68-24-608 - Scope of counseling activities.
68-24-608. Scope of counseling activities.
(a) Alcohol and other drug abuse counseling includes the following:
(1) The evaluation and treatment of problems and misconceptions of persons who abuse mood-altering chemicals within the context of individual, group, familial and significant other systems;
(2) The evaluation and treatment of those persons who have had their lives significantly impacted by another person's use of alcohol or other abuse of drugs. Alcohol and other drug abuse counseling includes the provision of the primary functions which may be performed by licensed alcohol and drug abuse counselors; and
(3) The evaluation and treatment of those persons who have had their lives significantly impacted by compulsive gambling disorder; provided, however, that to evaluate or treat a person significantly impacted by compulsive gambling disorder, a counselor shall have not less than sixty (60) additional hours of specialized education relating to compulsive gambling disorder. The education shall be in the form of formal classroom hours or annual continuing educational hours, or a combination of such hours; provided further, that an applicant for license as a part of the applicants clinically supervised counseling experience shall have experience with not less than ten (10) patients impacted by compulsive gambling disorder. A qualified supervisor shall have not less than sixty (60) formal classroom hours of instruction related to compulsive gambling disorder to supervise a counselor relative to the evaluation and treatment of compulsive gambling disorder.
(b) Nothing in this part shall be construed as permitting any person licensed as an alcohol and drug abuse counselor to perform psychological testing intended to measure and/or diagnose mental illness.
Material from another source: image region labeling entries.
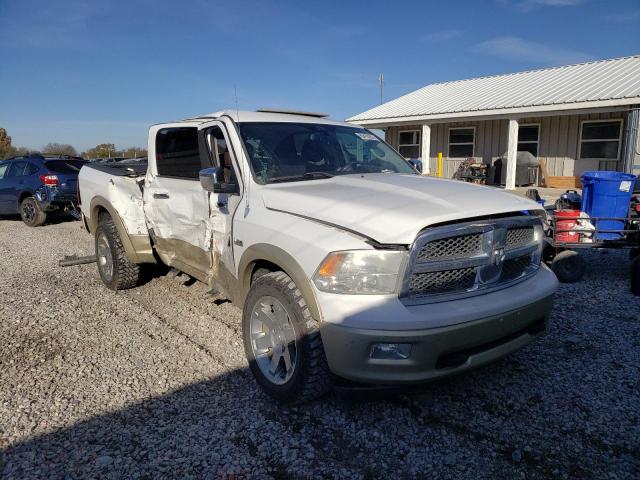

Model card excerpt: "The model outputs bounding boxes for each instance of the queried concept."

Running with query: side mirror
[200,167,240,194]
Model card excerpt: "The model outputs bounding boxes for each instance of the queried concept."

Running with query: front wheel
[20,197,47,227]
[242,272,332,403]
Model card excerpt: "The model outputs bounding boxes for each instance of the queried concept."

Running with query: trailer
[543,178,640,296]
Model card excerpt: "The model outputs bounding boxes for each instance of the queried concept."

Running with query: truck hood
[262,173,541,244]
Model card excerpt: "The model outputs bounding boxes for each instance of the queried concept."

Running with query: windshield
[240,122,416,183]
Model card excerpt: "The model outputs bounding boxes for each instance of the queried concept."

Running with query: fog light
[369,343,411,360]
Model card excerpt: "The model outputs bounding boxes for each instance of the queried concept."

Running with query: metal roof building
[347,56,640,188]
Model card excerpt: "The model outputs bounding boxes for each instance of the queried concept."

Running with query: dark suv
[0,155,87,227]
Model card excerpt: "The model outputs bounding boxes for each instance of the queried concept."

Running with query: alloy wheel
[251,296,299,385]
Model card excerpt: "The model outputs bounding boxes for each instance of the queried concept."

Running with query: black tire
[242,272,333,404]
[20,197,47,227]
[631,256,640,297]
[551,250,587,283]
[95,216,140,290]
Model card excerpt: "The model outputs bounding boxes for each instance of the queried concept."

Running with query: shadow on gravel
[0,370,267,479]
[0,213,79,228]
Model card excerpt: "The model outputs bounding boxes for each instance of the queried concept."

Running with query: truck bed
[78,162,149,235]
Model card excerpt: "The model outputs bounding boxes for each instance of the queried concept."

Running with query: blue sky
[0,0,640,150]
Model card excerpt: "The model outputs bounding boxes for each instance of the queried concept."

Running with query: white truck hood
[262,173,541,244]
Consistent with each counselor's formal education and training, licensed alcohol and drug abuse counselors may administer and use appropriate assessment instruments which identify elements of perceptual inability to recognize empirical facts, problems of appropriately displaying emotions, and inappropriate responses to the environment of individuals, couples and families as part of the alcohol and other drug abuse therapy process or in the development of a treatment plan in the context of chemical abuse systems.